Support an educational campaign designed to help the public understand the implications of the brain research conducted over the past decade, with special emphasis on mental illness.

Objective 3.3: By 2005, increase the proportion of the public that views consumers of mental health, substance abuse, and suicide prevention services as pursuing fundamental care and treatment for overall health.

When the act of seeking services for mental health concerns is normalized, and when such care is reimbursed, a larger number of persons at risk for suicide will receive treatment. Such a change in perspective might also lead to a better integration of the separate systems of care that now exist–one for mental health, one for substance abuse, the other for primary and specialty health care.

Objective 3.4: By 2005, increase the proportion of those suicidal persons with underlying disorders who receive appropriate mental health treatment.

Research indicates that suicides are more likely early in the course of certain severe mental illnesses and that persons who have required hospitalization for severe mood disorders have a substantially increased lifetime risk of suicide compared to individuals with less severe illnesses. Yet, only a minority of persons with those mental or substance use disorders seek professional help. The literature suggests that up to two-thirds of those who die by suicide are not receiving mental health or substance abuse treatment at the time of their death and that half had never seen a mental health professional (Jamison & Baldessarini, 1999; U.S. Department of Health and Human Services, 1999). Older people, for whom depression is quite prevalent and who have the highest rates of suicide in the U.S., are especially unlikely to utilize mental health services (Conwell, 1996; Hoyert et al., 1999). They tend to seek and receive health care in primary care settings, where it has been found that depression is frequently undiagnosed and untreated (Caine et al., 1996).

Ideas for Action
Develop public service announcements depicting consumers of mental health and substance abuse services as exhibiting responsible and appropriate health care behavior.

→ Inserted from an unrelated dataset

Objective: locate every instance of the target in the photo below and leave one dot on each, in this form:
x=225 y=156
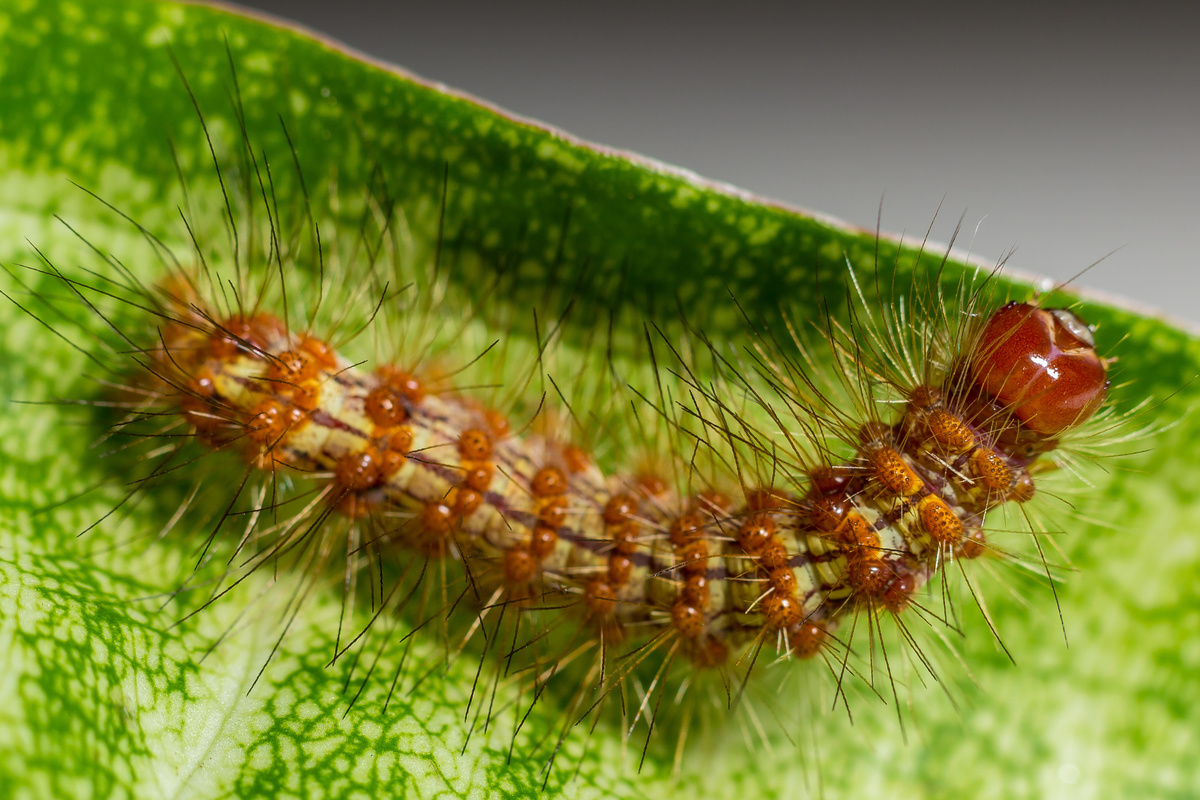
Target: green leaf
x=102 y=693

Members of some ethnic groups may also be reluctant to seek professional mental health care. Few treatment providers in the U.S. are knowledgeable about effective combinations of Western health care and culture- specific remedies that may enhance utilization of mental health services. Moreover, mental health services may not be available from persons who speak the language of individuals from particular ethnic groups or who understand the meaning of mental illness in the culture. Persons from many ethnic and cultural groups encounter additional barriers to access, such as lack of health insurance. Since effective treatments now exist for the major depressive disorders, and since these disorders are implicated in such a high proportion of suicides, ensuring treatment for these illnesses should reduce the suicide rate. Mood disorders are very prevalent among individuals who complete suicide, with 36-70 percent of individuals having a mood disorder at the time of death (Barraclough, Bunch, Nelson, & Sainsbury, 1974; Henriksson et al., 1993; Foster, Gillespie, McClelland, & Patterson, 1999; Rich, Young, & Fowler, 1986). Schizophrenia, certain personality disorders, and anxiety disorders in combination with other illnesses carry increased risk for suicide (Harris & Barraclough, 1997). An individual who suffers from one of these mental illnesses–especially if he or she has severe symptoms or a co-existing addictive disorder–is at increased risk of suicide (Angst et al., 1999).

Did You Know?
Many who make suicide attempts never seek professional care immediately after the attempt.

Reducing stigma related to mental illness and substance abuse will increase the number of persons from all groups who receive appropriate treatment for mental disorders associated with suicide.